Case Study: Combining Lineage from Fivetran and dbt¶
You can combine lineage data from Fivertran and dbt to show both upstream source lineage from Fivetran and downstream transformations lineage from dbt on one Lineage chart for a table. This configuration can be performed for data sources that support both Fivetran and dbt add-on connectors. In this case study, we’ll walk through such a configuration from start to end and analyze the result on the Lineage diagram.
- You have cataloged your Fivetran destination data source in Alation using an OCF connector. This data source supports both Fivetran and dbt add-on OCF connectors.
Which Supported Fivetran Destinations are supported?
You have cataloged the data source that was configured as a source in Fivetran. Currently, you have ELT pipelines in Fivetran that extract data from this source and load it into the data warehouse (destination data source). So the data in the destination data source originates from the source data source.
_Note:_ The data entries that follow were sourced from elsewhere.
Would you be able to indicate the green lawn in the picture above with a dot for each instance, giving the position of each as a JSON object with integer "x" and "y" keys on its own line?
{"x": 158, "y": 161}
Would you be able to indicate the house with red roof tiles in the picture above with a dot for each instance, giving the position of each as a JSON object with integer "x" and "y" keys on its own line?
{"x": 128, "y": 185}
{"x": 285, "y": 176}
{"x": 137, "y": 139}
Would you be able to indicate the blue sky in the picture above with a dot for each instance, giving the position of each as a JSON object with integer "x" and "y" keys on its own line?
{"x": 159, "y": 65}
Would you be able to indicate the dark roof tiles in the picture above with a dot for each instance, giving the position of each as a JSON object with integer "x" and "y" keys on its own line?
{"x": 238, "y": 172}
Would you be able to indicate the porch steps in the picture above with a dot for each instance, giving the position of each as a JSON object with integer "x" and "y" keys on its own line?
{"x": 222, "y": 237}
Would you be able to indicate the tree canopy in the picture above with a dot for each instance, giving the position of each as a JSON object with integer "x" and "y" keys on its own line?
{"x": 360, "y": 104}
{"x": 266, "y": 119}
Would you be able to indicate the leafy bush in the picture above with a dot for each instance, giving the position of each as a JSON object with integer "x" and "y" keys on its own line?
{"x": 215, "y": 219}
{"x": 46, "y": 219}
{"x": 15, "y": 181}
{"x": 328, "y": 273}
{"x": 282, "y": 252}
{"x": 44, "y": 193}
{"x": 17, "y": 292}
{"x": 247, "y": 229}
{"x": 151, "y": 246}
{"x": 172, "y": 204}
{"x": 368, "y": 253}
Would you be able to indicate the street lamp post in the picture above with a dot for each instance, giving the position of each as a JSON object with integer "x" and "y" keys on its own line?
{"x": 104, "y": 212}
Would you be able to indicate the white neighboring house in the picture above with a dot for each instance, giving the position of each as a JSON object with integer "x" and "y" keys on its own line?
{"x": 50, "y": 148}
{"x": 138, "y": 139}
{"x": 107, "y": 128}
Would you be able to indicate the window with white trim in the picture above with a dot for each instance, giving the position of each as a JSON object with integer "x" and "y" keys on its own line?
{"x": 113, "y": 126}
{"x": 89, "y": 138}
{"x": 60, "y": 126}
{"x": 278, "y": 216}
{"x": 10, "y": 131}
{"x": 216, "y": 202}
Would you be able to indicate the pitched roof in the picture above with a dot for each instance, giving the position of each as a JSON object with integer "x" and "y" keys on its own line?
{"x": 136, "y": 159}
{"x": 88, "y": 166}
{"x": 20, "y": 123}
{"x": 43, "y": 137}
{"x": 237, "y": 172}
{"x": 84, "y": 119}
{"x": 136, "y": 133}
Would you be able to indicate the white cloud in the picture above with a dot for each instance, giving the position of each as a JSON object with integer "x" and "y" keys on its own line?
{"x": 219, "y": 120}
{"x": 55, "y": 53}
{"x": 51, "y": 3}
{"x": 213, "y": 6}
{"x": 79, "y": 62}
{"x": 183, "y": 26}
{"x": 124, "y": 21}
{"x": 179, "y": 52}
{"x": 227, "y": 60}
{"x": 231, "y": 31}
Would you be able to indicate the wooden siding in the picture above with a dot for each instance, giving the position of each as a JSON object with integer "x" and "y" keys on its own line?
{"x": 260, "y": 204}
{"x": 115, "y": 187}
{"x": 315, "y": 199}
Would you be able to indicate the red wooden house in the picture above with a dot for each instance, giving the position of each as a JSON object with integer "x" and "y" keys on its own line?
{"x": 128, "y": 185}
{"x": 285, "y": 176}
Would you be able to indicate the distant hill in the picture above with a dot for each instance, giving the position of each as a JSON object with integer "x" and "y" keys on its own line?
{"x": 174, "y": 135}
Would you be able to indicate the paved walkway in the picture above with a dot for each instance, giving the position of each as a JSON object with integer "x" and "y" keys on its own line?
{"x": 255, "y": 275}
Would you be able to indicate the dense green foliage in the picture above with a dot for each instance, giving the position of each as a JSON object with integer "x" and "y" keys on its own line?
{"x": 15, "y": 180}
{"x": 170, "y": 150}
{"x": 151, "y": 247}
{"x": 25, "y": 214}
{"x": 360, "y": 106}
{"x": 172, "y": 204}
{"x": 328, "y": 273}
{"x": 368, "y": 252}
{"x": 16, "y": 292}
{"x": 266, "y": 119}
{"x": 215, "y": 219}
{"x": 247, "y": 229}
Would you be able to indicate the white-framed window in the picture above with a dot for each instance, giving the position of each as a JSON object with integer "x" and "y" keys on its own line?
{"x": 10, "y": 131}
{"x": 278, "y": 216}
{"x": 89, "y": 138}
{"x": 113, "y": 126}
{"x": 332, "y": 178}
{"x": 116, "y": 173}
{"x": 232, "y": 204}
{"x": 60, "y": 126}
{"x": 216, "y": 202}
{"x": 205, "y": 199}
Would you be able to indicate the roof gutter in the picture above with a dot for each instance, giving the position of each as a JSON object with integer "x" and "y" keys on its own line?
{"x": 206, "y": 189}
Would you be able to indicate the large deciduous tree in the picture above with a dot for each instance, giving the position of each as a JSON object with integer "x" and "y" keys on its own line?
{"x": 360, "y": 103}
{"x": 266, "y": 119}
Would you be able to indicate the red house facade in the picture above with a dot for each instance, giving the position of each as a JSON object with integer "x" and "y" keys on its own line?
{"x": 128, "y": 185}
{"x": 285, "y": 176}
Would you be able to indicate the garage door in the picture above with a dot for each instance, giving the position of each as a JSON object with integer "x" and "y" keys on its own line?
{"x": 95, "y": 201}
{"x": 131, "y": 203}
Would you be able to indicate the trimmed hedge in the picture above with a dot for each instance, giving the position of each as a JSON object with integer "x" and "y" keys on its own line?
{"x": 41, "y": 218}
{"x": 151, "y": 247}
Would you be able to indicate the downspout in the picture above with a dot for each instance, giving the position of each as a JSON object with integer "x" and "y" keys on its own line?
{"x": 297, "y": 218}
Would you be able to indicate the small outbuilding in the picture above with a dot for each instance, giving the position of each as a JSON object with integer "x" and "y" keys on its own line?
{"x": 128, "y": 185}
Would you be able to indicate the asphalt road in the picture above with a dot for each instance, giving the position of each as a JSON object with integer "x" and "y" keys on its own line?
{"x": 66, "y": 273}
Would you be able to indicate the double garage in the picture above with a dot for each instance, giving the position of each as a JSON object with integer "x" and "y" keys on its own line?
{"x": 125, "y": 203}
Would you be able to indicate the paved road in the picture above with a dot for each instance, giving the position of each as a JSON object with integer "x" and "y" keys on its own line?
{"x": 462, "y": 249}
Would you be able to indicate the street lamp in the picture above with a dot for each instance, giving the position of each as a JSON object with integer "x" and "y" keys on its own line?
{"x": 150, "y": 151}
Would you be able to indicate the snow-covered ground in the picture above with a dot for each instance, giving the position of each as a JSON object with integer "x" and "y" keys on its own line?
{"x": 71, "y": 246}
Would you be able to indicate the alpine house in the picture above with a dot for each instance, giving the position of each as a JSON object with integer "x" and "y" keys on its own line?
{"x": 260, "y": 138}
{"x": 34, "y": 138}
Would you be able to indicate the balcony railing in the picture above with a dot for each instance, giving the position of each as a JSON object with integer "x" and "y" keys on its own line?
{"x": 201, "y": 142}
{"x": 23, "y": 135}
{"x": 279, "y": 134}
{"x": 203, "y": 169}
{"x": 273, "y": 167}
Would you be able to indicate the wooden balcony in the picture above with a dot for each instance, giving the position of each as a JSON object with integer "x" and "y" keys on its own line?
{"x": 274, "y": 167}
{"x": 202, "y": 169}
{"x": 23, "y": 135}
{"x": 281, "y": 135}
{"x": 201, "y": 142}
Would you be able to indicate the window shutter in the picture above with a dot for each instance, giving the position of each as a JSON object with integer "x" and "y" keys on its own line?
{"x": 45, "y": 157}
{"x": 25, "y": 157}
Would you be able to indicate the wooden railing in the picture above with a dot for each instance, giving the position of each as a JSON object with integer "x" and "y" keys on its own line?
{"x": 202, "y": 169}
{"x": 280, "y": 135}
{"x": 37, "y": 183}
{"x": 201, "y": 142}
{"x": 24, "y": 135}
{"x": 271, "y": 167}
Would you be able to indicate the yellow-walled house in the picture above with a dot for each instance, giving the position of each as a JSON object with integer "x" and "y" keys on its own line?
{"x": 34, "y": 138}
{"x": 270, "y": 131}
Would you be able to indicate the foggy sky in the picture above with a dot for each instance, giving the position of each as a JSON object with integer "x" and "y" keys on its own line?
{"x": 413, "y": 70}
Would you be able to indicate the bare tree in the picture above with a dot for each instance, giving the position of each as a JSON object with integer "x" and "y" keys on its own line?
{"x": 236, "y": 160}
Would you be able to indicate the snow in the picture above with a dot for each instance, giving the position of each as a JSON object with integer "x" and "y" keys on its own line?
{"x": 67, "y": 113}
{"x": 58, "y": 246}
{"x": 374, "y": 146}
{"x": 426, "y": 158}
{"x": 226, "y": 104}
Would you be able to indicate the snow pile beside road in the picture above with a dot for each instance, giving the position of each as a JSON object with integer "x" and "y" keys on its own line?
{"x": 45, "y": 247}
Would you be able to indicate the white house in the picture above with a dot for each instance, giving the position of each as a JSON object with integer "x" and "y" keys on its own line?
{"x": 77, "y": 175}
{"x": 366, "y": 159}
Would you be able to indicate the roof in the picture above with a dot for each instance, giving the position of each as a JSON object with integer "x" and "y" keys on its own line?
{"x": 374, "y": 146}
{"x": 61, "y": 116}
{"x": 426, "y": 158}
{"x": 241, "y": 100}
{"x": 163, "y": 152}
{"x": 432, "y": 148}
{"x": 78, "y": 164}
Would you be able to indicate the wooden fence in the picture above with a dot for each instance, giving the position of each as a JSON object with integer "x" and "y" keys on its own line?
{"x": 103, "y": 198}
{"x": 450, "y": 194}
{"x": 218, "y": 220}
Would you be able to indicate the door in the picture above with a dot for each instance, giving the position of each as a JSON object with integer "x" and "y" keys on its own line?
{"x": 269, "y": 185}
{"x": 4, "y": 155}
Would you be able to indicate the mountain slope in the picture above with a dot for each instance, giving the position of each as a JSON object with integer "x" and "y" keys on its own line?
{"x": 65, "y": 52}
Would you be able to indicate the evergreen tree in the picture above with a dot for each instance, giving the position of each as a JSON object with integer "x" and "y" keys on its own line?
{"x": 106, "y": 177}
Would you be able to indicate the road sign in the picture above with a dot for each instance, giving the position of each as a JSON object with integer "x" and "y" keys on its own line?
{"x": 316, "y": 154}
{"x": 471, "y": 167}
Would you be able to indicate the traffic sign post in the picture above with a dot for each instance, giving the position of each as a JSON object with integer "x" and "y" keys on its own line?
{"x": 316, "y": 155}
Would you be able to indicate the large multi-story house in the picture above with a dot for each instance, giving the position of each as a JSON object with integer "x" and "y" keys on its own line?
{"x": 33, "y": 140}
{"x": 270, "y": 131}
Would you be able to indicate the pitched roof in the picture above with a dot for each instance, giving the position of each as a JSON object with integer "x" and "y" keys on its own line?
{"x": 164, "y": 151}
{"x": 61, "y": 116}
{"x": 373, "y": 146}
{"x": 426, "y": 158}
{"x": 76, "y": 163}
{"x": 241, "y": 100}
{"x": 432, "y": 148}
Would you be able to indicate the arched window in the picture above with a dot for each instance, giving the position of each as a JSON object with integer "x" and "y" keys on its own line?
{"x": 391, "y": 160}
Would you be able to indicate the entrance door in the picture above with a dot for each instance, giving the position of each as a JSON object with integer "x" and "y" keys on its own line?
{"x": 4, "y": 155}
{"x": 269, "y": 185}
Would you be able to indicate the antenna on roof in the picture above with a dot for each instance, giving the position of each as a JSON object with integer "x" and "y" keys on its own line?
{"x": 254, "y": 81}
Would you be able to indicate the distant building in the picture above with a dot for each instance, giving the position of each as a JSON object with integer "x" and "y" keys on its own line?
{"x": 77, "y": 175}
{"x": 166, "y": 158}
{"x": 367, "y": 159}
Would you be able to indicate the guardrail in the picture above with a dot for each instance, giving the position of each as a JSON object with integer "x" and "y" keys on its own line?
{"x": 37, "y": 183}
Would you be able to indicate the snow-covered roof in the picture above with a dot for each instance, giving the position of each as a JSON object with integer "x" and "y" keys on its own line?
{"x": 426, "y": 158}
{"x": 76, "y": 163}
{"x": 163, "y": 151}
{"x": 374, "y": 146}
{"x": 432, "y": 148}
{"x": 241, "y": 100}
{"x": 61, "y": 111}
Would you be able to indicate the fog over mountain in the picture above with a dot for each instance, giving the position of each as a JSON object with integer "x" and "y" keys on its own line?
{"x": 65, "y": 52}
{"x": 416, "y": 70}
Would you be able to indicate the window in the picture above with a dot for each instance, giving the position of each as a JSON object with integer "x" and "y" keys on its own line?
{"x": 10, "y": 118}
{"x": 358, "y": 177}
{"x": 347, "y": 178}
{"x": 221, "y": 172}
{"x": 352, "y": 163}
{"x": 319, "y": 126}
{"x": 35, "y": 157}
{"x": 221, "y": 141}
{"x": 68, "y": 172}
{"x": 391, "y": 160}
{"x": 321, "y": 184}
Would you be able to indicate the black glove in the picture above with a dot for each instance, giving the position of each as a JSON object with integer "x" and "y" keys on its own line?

You have a dbt project that stores transformations you have performed on the data in your destination data source.
We’re starting with a state where the destination data source we’re going to work with is already in Alation but does not have the Fivetran or dbt add-on connectors configured.
Step 1: Configure Fivetran Add-On Connector¶
We’ll start with configuring the Fivetran add-on connector, which will allow us to retrieve source lineage information that should appear on the Lineage diagram as upstream lineage for the tables in the destination data source.
To configure the Fivetran add-on:
In the settings of the destination data source, click on the Fivetran tab and enable the toggle Configure Fivetran OCF Connector.
Enabling the toggle will display the Fivetran connector properties. We’ll configure them using the information in Configure Fivetran Add-On for a Data Source and save.
This configuration allows Alation to send calls to the Fivetran API and retrieve Fivetran metadata.
Extraction from Fivetran will not bring in the transformation information from Fivetran into Alation.
Step 3: Configure dbt Add-On Connector¶
To configure the dbt add-on:
In the settings of the destination data source (the same data source for which we have already configured extraction from Fivetran), click on the DBT tab, and enable the toggle Configure DBT OCF Connector.
Enabling the toggle will display the dbt connector properties. We’ll configure them using the information in Configure dbt Connector and save.
This configuration will allow Alation to send calls to the dbt API and retrieve metadata from dbt.
Extraction from dbt will bring in information on data transformations.
Step 4: Perform Metadata Extraction¶
Next, we’ll perform metadata extraction (MDE) from the destination data source to retrieve metadata into Alation. You can find more information about metadata extraction in Configure Metadata Extraction for OCF Data Sources.
As part of MDE, Alation will perform two dependent, or downstream, jobs that will extract metadata from Fivetran and dbt and calculate lineage. Metadata from Fivetran will be used to calculate the upstream lineage from source to destination, and metadata from dbt will be used to calculate the downstream stream lineage based on transformations in dbt.
Alation uses the direct lineage extraction feature to generate lineage from Fivetran and dbt metadata. Direct lineage extraction happens during MDE and does not require query log ingestion (QLI).
We can see all downstream jobs logged in the extraction detail log that you can open from the Extraction Job Status table at the bottom of the Metadata Extraction tab.
When metadata extraction completes, we’ll be able to view the lineage information on the Lineage diagram.
Step 5: View Lineage Diagram¶
Next, we’ll analyze the lineage generated based on the metadata from Fivetran and dbt.
Compound Layout View¶
Let’s open the Lineage diagram for a table in the destination data source that we know should have such lineage and enable the Compound Layout View to view lineage information grouped by source.
The screenshot below shows such a Lineage view.
On this Lineage diagram:
1—The upstream lineage (TEST POSTGRES SOURCE group) comes from Fivetran and reveals that the data in the current table originates in a Postgres data source. This is the source we linked to the current data source using the Additional Datasource Configuration field.
2—The Fivetran metadata-based dataflow objects are grouped under the group FIVETRAN. Each of these dataflows stores information about the object at source that was used to create the corresponding object at destination.
3—The preview area under the diagram displays the catalog page for the currently selected object, providing you with the ability to view its properties. You can select any object on the Lineage diagram—a table or a dataflow object—by clicking it.
4—The current data source is represented by a group of lineage objects (TEST SNOWFLAKE DESTINATION group).
5—The dbt metadata-based dataflow objects are grouped under the group DBT. These lineages represent the transformations that Alation extracted with the dbt add-on connector. You can click on the dbt data flow object to view the corresponding Jinja code in the preview. (Find more information in dbt Lineage).
6—More downstream lineage is available that was calculated during extraction from BI sources that use data from this data source.
Standard Lineage View¶
When we turn off the Compound Layout view, the Lineage diagram returns to the standard view. Currently, column-level lineage can be seen using this view only. In the standard view, you will need to click on an object and read the preview to understand the source of the lineage. For example, the screenshot below shows the same lineage data as the screenshot described in Compound Layout View. You can switch between views to analyze different levels of lineage detail.